Columbia va également placer sous surveillance directe ses départements d’études sur le Moyen-Orient, l’Afrique et l’Asie du Sud, en nommant un vice-doyen chargé de superviser les programmes, les recrutements et les contenus académiques. Une mesure qui, sans porter officiellement le nom de « mise sous tutelle », est perçue comme telle par plusieurs enseignants. « Cela ressemble à une forme de police de la pensée », a dénoncé Michael Thaddeus, un professeur de mathématiques à Columbia interrogé par le New York Times. « C’est une atteinte frontale à la liberté académique. »

Vives réactions dans le monde universitaire

Les concessions faites par Columbia ont provoqué la stupeur d’une partie du corps professoral, et inquiètent d’autres institutions. Alors que l’Université de Californie a annoncé cette semaine abandonner ses programmes de diversité espérant ainsi ne pas perdre de financements, plusieurs grandes universités, comme Harvard, Stanford ou Michigan, sont elles aussi dans le viseur du gouvernement fédéral, et redoutent désormais une escalade des pressions politiques.

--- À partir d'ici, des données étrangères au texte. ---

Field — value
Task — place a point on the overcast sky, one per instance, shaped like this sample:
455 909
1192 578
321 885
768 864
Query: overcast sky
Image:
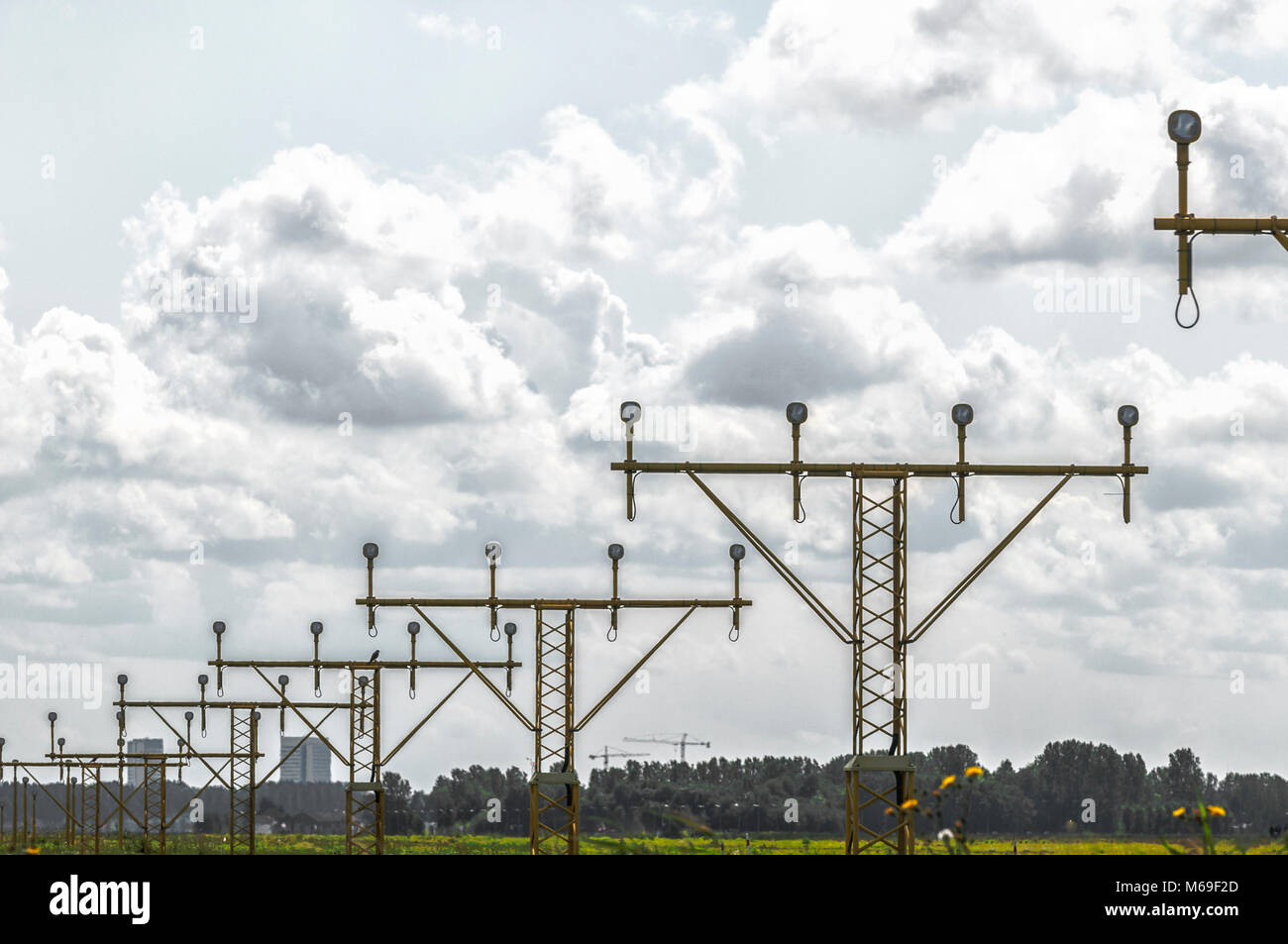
463 233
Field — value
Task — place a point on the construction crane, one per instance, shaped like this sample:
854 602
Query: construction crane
681 741
613 752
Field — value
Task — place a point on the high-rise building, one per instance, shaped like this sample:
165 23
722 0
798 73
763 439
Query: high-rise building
134 775
310 763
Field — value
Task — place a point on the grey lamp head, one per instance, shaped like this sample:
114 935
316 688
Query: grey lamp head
1184 127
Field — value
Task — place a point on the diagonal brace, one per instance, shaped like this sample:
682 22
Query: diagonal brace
941 607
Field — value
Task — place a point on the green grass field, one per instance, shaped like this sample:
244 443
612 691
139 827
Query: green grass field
595 845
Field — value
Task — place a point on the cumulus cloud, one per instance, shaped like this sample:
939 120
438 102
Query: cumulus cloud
436 360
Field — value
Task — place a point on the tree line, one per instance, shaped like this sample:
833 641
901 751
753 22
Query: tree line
1073 786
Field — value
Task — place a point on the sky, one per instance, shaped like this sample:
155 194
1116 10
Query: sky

« C’est un jour honteux pour Columbia, et une menace directe contre la gouvernance universitaire et l’excellence scientifique aux États-Unis », a réagi Sheldon Pollock, ancien responsable du département d’études moyen-orientales. Certains estiment néanmoins que certaines des réformes annoncées — notamment la gestion des protestations, ou la redéfinition des règles disciplinaires — étaient déjà à l’étude en interne, et ont simplement été accélérées sous la contrainte.

Mahmoud Khalil, militant propalestinien et ancien étudiant de Columbia, a été arrêté début mars par les services d’immigration, malgré son statut de résident permanent, suscitant une vive polémique aux États-Unis. De nombreuses manifestations sur le campus de Columbia réclament sa remise en liberté.
Mahmoud Khalil, militant propalestinien et ancien étudiant de Columbia, a été arrêté début mars par les services d’immigration, malgré son statut de résident permanent, suscitant une vive polémique aux États-Unis. De nombreuses manifestations sur le campus de Columbia réclament sa remise en liberté. - Robyn Stevens Brody/Sipa USA/SIP

« Nous restons guidés par nos valeurs fondamentales »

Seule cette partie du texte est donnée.